The New York Times reported last night that Donald Trump Jr. agreed to meet with a Kremlin-connected Russian lawyer following an enticing email. The message reportedly said if he agreed to meet the attorney, she could provide compromising information about Hillary Clinton, as part of the Russian government's effort to help elect his father.
The report sent shockwaves through the political world -- it pointed to evidence of the Trump campaign attempting to collude with Russia during its attack on the United States -- but we hadn't seen the specific emails. Perhaps the language was more benign than the account from the Times' sources?
Donald Trump Jr. on Tuesday tweeted his email chain showing him making plans to meet with a Russian attorney said to have damaging information about Hillary Clinton during the 2016 presidential election.The email exchange shows an acquaintance with ties to Russia, music publicist Rob Goldstone, telling the son of then-candidate Donald Trump last year that the attorney has "information that would incriminate Hillary and her dealings with Russia and would be very useful to your father."
The New York Times, which obtained the emails before the tweets, noted that the emails went on to tell Trump Jr., "This is obviously very high level and sensitive information but is part of Russia and its government's support for Mr. Trump."
The candidate's son responded soon after, "If it's what you say I love it especially later in the summer."
The meeting between Trump, Jared Kushner, Paul Manafort, and Natalia Veselnitskaya was then arranged for June 9 -- just six days after the original email.
The specific language is tough to defend.
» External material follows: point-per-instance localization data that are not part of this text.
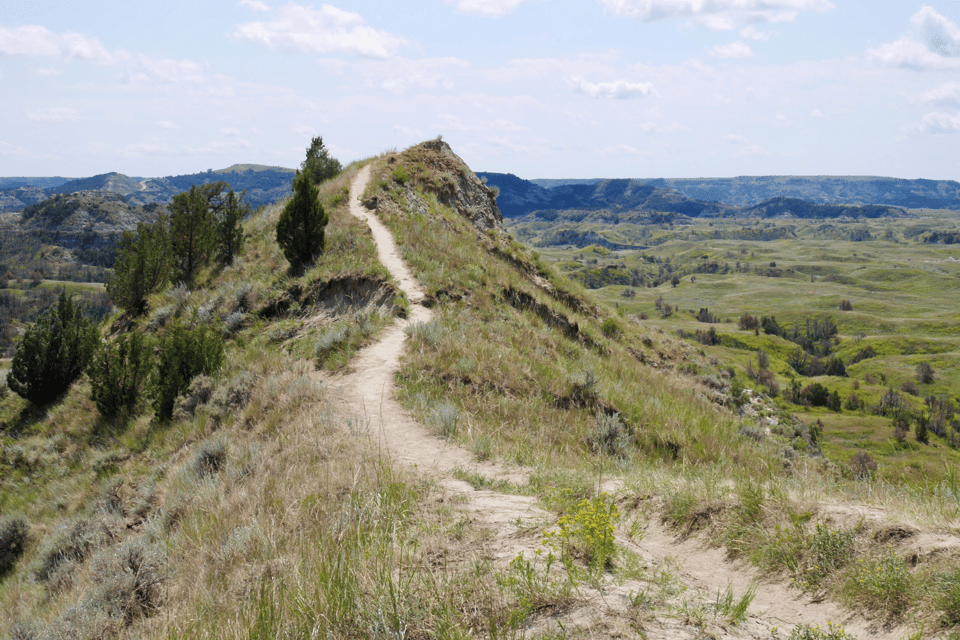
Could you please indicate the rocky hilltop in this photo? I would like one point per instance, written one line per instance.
(86, 225)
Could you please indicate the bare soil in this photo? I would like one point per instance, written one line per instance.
(515, 523)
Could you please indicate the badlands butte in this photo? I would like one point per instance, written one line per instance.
(435, 431)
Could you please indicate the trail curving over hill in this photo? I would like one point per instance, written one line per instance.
(515, 522)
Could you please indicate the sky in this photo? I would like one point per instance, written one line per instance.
(537, 88)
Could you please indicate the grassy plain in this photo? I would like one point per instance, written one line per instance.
(905, 306)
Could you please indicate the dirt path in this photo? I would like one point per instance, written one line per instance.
(515, 522)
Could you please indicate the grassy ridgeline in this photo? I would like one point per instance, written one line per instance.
(262, 511)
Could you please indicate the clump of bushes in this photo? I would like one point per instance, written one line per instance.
(210, 458)
(53, 353)
(70, 544)
(14, 533)
(184, 354)
(610, 436)
(444, 420)
(118, 372)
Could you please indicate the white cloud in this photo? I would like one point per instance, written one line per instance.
(937, 48)
(54, 114)
(155, 147)
(744, 147)
(400, 74)
(939, 33)
(618, 89)
(716, 14)
(490, 8)
(145, 68)
(623, 150)
(947, 95)
(937, 123)
(407, 131)
(38, 41)
(733, 50)
(752, 33)
(221, 147)
(324, 30)
(911, 54)
(7, 149)
(256, 5)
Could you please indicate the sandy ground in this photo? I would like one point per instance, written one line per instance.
(515, 522)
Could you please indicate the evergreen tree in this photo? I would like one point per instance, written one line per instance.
(53, 353)
(192, 237)
(318, 164)
(184, 354)
(229, 230)
(118, 372)
(300, 229)
(143, 265)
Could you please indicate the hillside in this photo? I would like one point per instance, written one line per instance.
(849, 190)
(263, 185)
(518, 198)
(430, 433)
Told that the Russian government wanted to share "very high level and sensitive information" with the Trump campaign, Trump Jr. and his associates probably should've called the FBI. Instead, they welcomed the opportunity to collude with a foreign adversary during its intervention in our political system.
In an unintentionally amusing twist, Trump Jr., who put images of the emails on Twitter this morning, said he was releasing the exchange "to be totally transparent." There may be some confusion on his part as to what "transparency" means.
Donald Trump Jr. initially said he hadn't spoken to any Russian nationals during the campaign. Then he said he changed his story, saying he attended a meeting, but it was about adoption policy. Then he changed his story again, saying he hoped to acquire campaign dirt, but was disappointed by what he'd been offered.
Then, asked for comment about emails the New York Times had already obtained and was poised to publish, Trump Jr. decided to tweet the materials himself.
If he thinks this is an example of being "totally transparent," he's very confused.